Ditto with cars, I have no idwea how many people are maimed and injured in cars every year...and we know how bad they are for the environment, yet we all cling to our cars, despite the danger and damage.


Actually, BTW, my response was to Lord Ellpus's

"This is not the first time it has happened, and won't be the last.

............and all for what?"

comment, not one of yours, and I was simply pointing out that we all do dangerous things because they mean something to us.



As for your position, which I assume to be something like:

"Muslims are fanatical, dangerous, subhuman things who can't be trusted to gather in crowds unlike the nice, decent, civilised christians"

I consider it to be a fanatical one in its own right.



I suspect there may be conditions which make the Mecca thing more dangerous, including that the crowds are moving, and they are in an excited state.


I assume you would hold similar prejudices against those groups of humans who crush each other to death in football stadium stampedes etc?

The stoning the devil thing is a recipe for disaster, as far as I can see (having seen a documentary on it) since it encourages people to become deeply involved in intense rage in a crowd situation.



I assume its not being banned is part of the irrationality of religious thought, or perhaps, they view it as we view cars.....highly dangerous and likely to result in the death of a percentage of participants, but worth it?
0 Replies
 
Harris Zellig
 
  1  
Reply Thu 12 Jan, 2006 03:58 pm
I have contempt for the behavior of its contemporary adherents, not the religion per se(or not any more or less than any other religion I suppose).

If you disagree with my observation, why not
articulate an opposing view?
0 Replies
 
Setanta
 
  1  
Reply Thu 12 Jan, 2006 04:01 pm
dlowan wrote:
Thing is, we human beings do all kinds of dumb things because they mean a lot to us, and stick to and promote them despite their being dangerous.


Such as soccer hooligans in England--oh wait, Zelpolator has already told us that the English waiting quietly on line represent a superior culture.
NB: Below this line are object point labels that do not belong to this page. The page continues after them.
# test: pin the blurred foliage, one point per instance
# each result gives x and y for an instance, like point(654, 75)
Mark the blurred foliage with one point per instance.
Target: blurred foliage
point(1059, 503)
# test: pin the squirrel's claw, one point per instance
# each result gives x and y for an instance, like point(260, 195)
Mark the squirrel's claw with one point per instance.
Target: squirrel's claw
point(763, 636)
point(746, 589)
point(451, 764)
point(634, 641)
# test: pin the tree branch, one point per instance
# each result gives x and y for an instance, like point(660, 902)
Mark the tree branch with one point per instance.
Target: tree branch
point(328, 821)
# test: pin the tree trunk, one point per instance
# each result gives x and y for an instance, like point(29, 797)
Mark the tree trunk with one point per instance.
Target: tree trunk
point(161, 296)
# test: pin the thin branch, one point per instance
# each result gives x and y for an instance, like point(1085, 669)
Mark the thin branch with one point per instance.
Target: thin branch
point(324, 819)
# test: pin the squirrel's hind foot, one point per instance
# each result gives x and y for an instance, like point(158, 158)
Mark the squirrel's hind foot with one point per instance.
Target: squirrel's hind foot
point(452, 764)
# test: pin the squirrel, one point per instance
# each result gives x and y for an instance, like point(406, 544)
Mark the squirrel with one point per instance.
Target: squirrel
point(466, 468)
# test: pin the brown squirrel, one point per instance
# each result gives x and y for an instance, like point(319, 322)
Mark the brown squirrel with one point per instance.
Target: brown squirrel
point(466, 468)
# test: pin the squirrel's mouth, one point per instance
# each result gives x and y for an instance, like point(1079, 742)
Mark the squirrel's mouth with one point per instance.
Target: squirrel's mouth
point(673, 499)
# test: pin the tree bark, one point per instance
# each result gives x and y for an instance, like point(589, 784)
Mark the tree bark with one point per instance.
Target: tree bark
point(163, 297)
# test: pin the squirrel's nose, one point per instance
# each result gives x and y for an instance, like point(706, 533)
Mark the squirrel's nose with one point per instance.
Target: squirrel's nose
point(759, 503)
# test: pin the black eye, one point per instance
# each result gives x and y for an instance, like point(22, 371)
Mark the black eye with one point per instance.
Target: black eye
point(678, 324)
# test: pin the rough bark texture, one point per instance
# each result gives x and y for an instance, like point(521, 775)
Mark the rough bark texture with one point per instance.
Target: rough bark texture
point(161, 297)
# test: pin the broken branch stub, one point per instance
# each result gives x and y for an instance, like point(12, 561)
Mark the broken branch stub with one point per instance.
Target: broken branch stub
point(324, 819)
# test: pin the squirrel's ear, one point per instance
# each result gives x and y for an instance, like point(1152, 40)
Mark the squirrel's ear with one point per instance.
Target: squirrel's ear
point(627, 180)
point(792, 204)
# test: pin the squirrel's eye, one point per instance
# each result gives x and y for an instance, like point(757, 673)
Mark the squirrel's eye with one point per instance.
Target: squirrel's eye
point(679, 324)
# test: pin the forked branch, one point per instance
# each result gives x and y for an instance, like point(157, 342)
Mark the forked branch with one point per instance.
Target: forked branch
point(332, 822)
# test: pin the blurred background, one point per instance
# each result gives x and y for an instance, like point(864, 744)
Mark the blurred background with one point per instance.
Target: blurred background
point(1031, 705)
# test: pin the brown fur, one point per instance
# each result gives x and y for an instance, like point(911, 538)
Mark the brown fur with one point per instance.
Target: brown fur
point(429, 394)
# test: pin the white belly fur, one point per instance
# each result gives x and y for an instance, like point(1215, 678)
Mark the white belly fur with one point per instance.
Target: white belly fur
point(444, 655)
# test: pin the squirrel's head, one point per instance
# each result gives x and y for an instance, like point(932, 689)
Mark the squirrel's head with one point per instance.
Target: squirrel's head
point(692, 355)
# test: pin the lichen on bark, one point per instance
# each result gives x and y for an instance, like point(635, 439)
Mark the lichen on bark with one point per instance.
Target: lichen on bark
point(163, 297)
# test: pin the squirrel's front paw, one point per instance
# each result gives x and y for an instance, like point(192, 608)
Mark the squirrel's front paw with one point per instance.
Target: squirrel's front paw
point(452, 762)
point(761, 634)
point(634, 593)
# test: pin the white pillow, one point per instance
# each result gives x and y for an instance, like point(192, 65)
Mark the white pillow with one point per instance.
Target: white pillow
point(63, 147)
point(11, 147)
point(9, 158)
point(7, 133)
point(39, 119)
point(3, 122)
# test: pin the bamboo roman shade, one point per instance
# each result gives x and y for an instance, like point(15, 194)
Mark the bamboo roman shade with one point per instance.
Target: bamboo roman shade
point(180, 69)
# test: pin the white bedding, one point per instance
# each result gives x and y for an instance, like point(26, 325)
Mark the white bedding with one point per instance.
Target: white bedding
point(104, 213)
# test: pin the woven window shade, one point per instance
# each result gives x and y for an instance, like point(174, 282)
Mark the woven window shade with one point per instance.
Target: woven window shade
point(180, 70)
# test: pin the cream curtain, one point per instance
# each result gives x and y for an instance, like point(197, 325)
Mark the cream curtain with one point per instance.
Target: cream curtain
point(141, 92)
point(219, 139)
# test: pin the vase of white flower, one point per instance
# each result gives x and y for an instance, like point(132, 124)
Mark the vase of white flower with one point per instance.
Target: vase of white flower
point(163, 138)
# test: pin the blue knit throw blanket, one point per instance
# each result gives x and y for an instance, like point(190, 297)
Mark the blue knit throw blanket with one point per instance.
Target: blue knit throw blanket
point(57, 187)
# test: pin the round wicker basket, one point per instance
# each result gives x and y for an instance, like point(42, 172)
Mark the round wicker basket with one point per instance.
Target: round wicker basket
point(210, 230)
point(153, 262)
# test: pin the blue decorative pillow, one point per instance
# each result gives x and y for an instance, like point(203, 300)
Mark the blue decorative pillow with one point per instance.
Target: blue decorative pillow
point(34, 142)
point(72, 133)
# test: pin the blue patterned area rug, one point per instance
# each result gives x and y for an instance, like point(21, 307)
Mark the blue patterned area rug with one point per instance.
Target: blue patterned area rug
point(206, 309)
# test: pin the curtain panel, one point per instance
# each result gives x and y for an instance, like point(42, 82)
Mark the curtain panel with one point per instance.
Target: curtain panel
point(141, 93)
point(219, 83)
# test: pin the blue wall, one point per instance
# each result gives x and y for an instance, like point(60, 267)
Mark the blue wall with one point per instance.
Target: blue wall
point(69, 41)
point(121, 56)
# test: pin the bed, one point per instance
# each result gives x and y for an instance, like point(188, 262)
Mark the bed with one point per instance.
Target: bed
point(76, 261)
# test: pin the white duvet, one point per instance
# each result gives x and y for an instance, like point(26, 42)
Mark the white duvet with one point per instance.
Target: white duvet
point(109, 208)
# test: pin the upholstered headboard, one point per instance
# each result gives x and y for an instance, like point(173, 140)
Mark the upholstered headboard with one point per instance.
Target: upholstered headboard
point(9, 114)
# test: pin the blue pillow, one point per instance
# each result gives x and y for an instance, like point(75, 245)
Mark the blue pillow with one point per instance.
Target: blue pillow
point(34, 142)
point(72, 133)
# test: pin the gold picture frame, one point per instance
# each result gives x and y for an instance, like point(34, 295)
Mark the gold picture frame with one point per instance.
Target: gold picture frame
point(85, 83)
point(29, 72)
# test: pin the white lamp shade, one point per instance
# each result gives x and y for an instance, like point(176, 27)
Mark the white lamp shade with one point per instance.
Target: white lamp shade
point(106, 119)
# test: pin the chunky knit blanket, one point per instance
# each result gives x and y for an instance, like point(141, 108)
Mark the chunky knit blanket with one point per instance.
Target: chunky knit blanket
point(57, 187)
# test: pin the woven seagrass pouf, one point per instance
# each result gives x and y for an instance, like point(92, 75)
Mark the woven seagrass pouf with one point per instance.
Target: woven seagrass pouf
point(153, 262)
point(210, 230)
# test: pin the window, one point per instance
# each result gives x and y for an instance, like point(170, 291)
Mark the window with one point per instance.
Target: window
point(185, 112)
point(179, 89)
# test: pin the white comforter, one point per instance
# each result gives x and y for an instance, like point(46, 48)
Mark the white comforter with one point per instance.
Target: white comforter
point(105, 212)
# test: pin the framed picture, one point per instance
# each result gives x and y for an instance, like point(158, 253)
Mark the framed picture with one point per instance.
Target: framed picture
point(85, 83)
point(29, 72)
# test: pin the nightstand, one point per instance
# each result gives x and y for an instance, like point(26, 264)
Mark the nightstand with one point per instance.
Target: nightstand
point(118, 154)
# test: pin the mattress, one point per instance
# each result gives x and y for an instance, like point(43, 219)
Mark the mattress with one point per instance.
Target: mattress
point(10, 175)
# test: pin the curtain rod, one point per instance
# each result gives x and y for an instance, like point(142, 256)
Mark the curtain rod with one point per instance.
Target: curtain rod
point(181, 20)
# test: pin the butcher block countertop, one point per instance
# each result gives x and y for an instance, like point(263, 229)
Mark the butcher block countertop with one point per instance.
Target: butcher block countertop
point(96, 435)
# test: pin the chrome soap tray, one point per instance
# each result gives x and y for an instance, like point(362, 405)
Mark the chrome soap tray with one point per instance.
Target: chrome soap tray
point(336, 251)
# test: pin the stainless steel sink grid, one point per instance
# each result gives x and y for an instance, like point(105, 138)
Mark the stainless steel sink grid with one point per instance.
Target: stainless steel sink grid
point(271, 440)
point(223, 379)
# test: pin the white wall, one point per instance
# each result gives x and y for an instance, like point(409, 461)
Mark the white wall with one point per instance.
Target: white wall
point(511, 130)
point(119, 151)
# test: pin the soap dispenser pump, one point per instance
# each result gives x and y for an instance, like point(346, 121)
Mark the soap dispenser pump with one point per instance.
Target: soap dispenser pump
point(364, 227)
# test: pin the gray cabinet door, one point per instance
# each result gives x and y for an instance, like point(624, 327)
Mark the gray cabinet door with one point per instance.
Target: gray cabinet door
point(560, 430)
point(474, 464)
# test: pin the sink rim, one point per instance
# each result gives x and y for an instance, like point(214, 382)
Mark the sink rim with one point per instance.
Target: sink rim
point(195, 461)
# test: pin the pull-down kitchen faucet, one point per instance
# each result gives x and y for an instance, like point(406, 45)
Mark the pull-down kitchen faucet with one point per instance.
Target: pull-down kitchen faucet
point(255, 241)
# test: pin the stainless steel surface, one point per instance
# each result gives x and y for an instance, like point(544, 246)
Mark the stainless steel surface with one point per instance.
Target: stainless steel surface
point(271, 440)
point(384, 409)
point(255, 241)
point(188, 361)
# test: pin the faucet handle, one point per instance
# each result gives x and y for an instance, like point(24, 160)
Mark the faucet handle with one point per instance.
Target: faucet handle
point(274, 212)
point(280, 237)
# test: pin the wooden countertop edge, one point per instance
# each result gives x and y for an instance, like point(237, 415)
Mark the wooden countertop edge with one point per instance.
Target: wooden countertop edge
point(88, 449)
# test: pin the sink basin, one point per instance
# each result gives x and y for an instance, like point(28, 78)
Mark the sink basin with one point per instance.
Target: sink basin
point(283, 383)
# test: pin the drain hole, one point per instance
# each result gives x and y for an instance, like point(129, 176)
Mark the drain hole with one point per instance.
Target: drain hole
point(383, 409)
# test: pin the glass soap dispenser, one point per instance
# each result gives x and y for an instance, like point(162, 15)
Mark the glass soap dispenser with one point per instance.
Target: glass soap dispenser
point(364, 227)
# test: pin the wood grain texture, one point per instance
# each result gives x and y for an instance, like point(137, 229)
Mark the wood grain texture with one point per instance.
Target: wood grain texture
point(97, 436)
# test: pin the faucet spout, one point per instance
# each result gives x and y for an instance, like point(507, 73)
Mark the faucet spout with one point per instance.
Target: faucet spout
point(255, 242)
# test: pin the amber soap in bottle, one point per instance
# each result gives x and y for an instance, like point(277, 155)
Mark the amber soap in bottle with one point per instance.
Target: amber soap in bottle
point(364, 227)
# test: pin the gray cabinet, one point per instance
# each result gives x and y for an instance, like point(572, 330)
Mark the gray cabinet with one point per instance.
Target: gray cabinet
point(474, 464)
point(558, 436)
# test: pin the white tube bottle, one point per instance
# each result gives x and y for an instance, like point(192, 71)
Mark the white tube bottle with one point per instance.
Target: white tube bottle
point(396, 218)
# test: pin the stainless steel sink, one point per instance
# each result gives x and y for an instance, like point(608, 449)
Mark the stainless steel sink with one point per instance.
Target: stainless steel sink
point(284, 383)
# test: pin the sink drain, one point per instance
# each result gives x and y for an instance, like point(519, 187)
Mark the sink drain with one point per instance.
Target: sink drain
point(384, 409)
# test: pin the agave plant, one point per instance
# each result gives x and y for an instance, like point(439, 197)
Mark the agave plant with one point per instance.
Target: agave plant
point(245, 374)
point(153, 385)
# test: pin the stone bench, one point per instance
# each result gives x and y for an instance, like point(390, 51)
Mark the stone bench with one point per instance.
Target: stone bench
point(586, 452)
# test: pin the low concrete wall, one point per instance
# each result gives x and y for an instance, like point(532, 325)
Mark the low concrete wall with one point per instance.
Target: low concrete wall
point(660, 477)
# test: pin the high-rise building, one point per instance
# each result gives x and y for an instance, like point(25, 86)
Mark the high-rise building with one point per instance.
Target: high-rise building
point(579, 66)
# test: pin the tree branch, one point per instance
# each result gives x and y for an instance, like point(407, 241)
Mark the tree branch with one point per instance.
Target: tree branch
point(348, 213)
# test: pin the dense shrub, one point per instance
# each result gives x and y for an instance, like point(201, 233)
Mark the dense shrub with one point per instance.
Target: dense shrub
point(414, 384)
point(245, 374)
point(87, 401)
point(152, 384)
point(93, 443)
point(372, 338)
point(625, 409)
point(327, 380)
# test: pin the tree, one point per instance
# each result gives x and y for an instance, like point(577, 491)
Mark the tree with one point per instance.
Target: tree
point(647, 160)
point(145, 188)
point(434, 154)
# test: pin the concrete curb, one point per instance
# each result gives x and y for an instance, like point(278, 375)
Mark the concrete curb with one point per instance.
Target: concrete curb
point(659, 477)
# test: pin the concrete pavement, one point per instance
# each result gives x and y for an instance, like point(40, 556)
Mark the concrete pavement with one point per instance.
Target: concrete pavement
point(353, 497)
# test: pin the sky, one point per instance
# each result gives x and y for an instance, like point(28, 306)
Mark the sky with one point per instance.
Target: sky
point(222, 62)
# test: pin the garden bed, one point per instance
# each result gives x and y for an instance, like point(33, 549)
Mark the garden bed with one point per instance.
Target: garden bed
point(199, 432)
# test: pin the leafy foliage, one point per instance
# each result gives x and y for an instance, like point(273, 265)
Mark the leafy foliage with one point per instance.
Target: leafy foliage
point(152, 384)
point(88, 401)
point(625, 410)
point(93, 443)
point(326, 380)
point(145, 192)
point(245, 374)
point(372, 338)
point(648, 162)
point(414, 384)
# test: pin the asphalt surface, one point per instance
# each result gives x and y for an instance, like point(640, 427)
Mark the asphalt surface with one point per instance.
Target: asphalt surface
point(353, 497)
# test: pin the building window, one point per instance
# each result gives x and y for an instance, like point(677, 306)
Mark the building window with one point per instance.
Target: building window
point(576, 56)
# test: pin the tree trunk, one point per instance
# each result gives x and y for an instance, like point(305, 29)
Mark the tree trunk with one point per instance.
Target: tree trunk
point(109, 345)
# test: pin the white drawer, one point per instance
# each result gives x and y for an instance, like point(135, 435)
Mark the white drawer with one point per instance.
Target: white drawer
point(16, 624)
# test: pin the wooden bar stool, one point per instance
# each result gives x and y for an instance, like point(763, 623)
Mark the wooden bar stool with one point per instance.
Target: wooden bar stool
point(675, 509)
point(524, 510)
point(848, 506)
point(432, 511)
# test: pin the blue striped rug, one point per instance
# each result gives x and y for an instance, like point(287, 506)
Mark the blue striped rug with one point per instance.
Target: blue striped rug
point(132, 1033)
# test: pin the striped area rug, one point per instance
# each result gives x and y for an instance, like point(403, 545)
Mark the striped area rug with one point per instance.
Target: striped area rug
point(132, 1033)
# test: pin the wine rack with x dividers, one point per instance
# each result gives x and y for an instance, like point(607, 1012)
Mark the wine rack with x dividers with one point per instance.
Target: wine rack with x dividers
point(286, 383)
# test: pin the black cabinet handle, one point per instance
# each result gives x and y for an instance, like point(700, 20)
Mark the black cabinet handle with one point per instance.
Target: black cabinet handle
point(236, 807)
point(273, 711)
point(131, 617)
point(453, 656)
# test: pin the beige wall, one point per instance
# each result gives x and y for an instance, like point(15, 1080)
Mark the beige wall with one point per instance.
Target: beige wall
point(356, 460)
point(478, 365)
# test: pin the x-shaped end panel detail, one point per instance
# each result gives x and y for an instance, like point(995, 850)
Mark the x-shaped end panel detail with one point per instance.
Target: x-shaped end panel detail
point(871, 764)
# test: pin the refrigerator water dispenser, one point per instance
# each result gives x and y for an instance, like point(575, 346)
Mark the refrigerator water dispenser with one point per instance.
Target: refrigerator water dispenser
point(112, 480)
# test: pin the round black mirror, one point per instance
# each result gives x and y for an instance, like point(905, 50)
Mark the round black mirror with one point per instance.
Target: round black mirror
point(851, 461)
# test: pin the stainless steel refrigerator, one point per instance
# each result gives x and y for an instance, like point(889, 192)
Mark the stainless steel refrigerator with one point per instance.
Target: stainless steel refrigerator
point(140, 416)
This must be revealed truth.

Where do we go to worship this joker, and get copies of his scripture?
0 Replies
 
au1929
 
  1  
Reply Thu 12 Jan, 2006 04:02 pm
Just one more example of the "Good" that religion imposes upon people.
0 Replies
 
Harris Zellig
 
  1  
Reply Thu 12 Jan, 2006 04:12 pm
au1929 has provided a good closing statement for this thread as far as I am concerned. Thanks.

Let the other clowns talk among themselves.
I have better things to do. No intelligent discourse here.

The news article stands, however, as testimony to just the sort of ignorance - displayed here by dlowan and setana- that Goethe was talking about.

***

"Lassen Sie die Dummköpfe Sie nicht stören."
0 Replies
 
Setanta
 
  1  
Reply Thu 12 Jan, 2006 04:14 pm
Don't let the door hit ya in the ass . . . and by the way, genius, you misspelled my screen name . . .
0 Replies
 
au1929
 
  1  
Reply Thu 12 Jan, 2006 04:25 pm
Another disgruntled visitor bites the dust.